2 days….WHAAAAAT?!??!? 2 days and I am DONE. 6 months of my life if over and another ship chapter closes….kind of….I guess……..this is always an interesting experience. Summing up a contract and reflecting is always hard especially when it’s one away from the person you love.

I came here to the Carnival Destiny (The Death Star) 6 months ago a crying, emotional, vomiting MESS. Literally….if you didn’t read my first blog right when I got here I was literally throwing my guts up the night before I landed in Miami over just not wanting to leave Chris. I obviously survived. When I start a contract I tell myself “remember THIS moment…6 months from now it will have flown by and you will remember right NOW being so miserable and you’ll have been ok regardless….” I remember that moment right now. I did make it and I have been MORE than ok. Yes there were some big bumps in the road as there always are. I once again cursed Christmas and all that it stands for in a miserable broken down tantrum, I curled up numerous times in balls of tears when I missed Chris so much I could not handle it, I got glass thrown at me, I got migraines so intense there was MORE vomiting, I got mad at people I worked with and mad at stupid rude guests and finally ripped Piano Man from it’s comfy home in my music books forever. The world heard me roar a few times….I will be honest. I am not perfect and I do not handle things perfectly. But I handled them.

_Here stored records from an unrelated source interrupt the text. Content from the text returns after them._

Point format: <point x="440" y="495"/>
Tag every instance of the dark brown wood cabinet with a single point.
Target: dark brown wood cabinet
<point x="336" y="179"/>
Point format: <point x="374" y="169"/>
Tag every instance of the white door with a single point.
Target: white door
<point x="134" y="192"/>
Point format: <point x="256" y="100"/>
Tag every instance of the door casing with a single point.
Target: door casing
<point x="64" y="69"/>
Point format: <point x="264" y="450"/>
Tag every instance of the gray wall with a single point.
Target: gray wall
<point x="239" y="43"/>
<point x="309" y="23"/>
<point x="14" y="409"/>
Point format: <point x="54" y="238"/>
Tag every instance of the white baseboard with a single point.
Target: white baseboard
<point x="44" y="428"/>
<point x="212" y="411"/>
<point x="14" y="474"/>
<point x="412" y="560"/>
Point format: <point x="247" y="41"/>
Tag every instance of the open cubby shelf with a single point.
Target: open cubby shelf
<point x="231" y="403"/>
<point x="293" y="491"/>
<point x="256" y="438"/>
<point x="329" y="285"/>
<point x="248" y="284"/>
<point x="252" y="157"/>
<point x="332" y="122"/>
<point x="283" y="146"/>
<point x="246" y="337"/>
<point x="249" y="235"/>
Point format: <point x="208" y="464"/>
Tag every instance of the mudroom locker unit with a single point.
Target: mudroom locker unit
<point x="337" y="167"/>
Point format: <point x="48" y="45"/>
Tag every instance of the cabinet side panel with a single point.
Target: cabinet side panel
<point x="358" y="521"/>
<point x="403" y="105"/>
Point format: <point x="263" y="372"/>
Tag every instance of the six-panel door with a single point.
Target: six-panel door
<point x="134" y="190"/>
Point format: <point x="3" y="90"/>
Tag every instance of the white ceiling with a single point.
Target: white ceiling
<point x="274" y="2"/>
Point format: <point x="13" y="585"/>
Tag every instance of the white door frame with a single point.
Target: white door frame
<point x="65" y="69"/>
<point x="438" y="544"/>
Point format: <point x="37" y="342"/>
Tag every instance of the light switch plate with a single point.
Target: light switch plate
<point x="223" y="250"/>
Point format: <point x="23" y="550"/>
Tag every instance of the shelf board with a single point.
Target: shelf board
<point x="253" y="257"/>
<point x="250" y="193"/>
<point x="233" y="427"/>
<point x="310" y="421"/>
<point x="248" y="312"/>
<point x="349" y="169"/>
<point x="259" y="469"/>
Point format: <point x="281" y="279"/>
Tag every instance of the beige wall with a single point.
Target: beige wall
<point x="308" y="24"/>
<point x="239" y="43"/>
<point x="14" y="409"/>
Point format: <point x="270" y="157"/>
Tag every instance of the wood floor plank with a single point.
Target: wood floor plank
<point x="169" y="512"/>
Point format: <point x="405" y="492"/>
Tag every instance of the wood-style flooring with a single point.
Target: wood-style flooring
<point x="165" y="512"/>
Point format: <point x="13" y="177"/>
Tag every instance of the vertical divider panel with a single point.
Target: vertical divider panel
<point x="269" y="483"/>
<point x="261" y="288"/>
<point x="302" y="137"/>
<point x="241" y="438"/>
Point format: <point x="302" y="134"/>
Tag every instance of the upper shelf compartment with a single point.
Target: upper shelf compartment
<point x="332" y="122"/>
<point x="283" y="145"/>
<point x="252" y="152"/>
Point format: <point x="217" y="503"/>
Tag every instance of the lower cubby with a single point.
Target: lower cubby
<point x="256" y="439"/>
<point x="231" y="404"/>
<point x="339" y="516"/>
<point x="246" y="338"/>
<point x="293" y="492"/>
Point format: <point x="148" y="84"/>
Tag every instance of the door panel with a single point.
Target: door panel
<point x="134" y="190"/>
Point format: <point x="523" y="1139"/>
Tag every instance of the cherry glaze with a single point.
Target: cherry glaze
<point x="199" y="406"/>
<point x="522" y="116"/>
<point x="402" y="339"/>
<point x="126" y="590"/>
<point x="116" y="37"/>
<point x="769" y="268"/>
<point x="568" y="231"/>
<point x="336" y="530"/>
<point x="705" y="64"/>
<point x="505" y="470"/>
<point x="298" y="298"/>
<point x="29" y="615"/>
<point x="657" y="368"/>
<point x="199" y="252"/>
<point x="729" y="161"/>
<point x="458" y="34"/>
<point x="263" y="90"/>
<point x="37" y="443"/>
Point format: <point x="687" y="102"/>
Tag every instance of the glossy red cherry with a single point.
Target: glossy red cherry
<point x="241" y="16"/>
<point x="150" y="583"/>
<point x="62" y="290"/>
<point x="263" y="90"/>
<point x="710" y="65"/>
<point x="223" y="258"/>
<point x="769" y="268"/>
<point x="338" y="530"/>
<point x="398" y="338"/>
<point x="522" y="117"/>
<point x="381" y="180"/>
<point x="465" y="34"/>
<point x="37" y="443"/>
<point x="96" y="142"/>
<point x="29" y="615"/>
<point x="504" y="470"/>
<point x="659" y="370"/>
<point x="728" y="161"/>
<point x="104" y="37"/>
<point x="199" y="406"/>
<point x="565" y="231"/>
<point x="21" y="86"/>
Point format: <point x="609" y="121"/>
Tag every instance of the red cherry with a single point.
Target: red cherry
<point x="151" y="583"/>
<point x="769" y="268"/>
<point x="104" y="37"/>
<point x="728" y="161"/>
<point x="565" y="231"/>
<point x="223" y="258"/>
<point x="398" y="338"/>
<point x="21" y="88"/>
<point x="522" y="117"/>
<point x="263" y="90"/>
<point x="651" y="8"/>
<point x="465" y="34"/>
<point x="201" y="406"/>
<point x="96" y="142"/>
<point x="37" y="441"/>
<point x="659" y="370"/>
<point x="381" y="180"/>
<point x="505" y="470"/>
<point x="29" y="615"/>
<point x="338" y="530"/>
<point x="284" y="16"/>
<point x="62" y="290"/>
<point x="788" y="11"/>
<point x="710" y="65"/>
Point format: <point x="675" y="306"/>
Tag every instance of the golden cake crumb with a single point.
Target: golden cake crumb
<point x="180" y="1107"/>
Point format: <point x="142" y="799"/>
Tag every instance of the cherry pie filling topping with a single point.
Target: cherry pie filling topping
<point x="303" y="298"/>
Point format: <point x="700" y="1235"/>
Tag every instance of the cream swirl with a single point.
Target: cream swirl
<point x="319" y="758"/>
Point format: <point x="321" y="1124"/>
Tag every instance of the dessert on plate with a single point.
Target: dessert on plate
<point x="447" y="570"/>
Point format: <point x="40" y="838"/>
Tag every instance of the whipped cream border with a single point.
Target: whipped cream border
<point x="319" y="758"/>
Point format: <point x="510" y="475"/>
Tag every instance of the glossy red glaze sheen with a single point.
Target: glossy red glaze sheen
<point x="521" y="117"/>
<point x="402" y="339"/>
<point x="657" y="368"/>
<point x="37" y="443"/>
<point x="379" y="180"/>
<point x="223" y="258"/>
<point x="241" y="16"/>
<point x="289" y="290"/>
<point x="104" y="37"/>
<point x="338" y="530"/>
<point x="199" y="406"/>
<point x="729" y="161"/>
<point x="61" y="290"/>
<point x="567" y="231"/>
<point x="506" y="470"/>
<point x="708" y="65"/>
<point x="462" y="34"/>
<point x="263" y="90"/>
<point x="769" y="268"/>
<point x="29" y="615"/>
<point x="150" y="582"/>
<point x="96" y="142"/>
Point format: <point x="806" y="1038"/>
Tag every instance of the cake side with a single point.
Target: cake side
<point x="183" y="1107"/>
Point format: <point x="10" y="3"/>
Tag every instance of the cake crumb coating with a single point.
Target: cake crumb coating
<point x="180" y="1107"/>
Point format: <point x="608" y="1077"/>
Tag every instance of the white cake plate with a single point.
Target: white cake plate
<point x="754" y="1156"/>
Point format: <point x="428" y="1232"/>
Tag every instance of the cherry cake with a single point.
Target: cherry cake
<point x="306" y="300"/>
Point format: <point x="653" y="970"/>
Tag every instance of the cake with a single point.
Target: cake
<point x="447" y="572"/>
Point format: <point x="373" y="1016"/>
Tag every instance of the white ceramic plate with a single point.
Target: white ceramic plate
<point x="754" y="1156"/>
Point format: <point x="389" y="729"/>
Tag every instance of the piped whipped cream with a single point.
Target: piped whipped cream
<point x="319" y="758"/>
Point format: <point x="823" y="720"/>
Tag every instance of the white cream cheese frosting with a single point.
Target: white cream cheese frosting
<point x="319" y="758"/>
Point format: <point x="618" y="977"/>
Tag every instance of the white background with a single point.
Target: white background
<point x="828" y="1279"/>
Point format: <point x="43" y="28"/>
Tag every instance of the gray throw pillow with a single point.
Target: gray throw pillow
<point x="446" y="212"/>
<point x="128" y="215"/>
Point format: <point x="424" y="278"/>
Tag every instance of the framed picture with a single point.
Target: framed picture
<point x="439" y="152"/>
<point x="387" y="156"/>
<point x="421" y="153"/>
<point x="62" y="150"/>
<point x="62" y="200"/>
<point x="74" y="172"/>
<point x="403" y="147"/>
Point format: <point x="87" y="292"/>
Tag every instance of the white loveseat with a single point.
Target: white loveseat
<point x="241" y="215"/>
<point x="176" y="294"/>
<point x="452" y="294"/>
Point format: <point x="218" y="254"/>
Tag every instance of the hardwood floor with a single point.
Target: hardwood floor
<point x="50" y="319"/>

I will not remember this contract for the crap though. I came to this ship and subconsciously promised myself I would make the most of it. I would find parts of myself I had forgotten and do things I was passionate about and extend myself and make new friends and try and love as much as I could instead of feeling anger at the circumstance. I vowed to give the guests more of a break than I usually do and not get so worked up as I have in the past. I did pretty well everything I set out to do. I went back to painting and drawing and discovered my original passion. It seems to have gone over well and I will admit to being proud of my work. I love having multiple things in the arts to fall on. I got back to practicing controlling my emotions through meditating and relaxing as much as I could….it didn’t always work but I was in a MUCH better place so some good came out of it. I met some of the best people I have ever met on ships as well as strengthening old friendships. I got to see other friends from other contracts who docked with us which kept my mind occupied and gave me lots to look forward in ports. I got visits from my wonderful man and his friends, I got a cruise with my best friend who I have not seen in forever and loved having time with him, I got to show my mom what I do nowadays and give her a nice time as well as my little brother. I lived by my own rules and never did anything I didn’t feel like or compromise myself for anyone in any way. I was kinder to guests and never let them make me cry for being rude or ignorant which was a HUGE thing for me. I read books and made vision boards and gave holiday gifts and attended parties. I saw old places I love and went to new ones….Key West is a new favorite not to mention the incredible psychic experience I had there. I hope every prediction she made comes true….she nailed my personal life down to a “t” so let’s hope everything else is rock solid as well! My future is a sunny place according to her and I am ready for happy stuff!!


And now it’s good bye time. I truly love some of the people I have found connections with here. I will miss my sweet friend Ali who held my hand numerous times when I fell apart and gave me more encouragement than I could have asked for. I will miss Cory and Nick and their antics and sharing afternoons having “chinka chinka time” painting with Nick and being music theatre geeks. I will miss Alan the Scottish light tech and his ridiculous British shows and sweet helpful gestures of hugs and ginger ales when migraines struck. I will miss pretty much this entire team…..the dancers, the hosts, musicians, my AMAZING room mate Jocelyn and her consistent digs at me, her pickle addiction, her tribal dancing and her hatred of being hugged. She got the WRONG room mate! I will miss my music director Eddie harassing me and telling me whenever he can what method he is going to use when he fires me. Nothing like positive reinforcement! I will miss SO much my break dancer boys…..Wish, Age and AK. I have met a lot of people on ships and they have been some of the most genuine and “real” people as you can find in entertainment and I had a BLAST with them. I have had SO many good experiences….not even the “I went swimming with dolphins today” sort of experiences (or the I got to be on stage with one of the NKOTB! Lol….loved it admittedly) but more the kind that make you a better person for having them. I am GRATEFUL for this contract. I LOVE my life I really honestly do. I have started to really love being “me” as well and being without Chris and having to rely on “me” quite a bit has helped me find things in myself I did not realize were there. I am a stronger and more confident person I feel for this contract. I have already been offered my next ship….the Glory, a nice big Conquest class out of NYC!!! I am going there with one of my VERY best friends Katie Schultz and if I can’t be there with Chris, I am THRILLED to get to spend SO much quality time with one of my favorite people in the world! I am a lucky girl indeed. SO….6 months of living, working, eating, and playing with these people. In 2 days I leave…..as much as I will miss them and as thoroughly grateful as I am for everything I have gained here….it’s more than time for me to go. 2 months with my man and I could not be more excited……life can only get more beautiful and I am ready for it!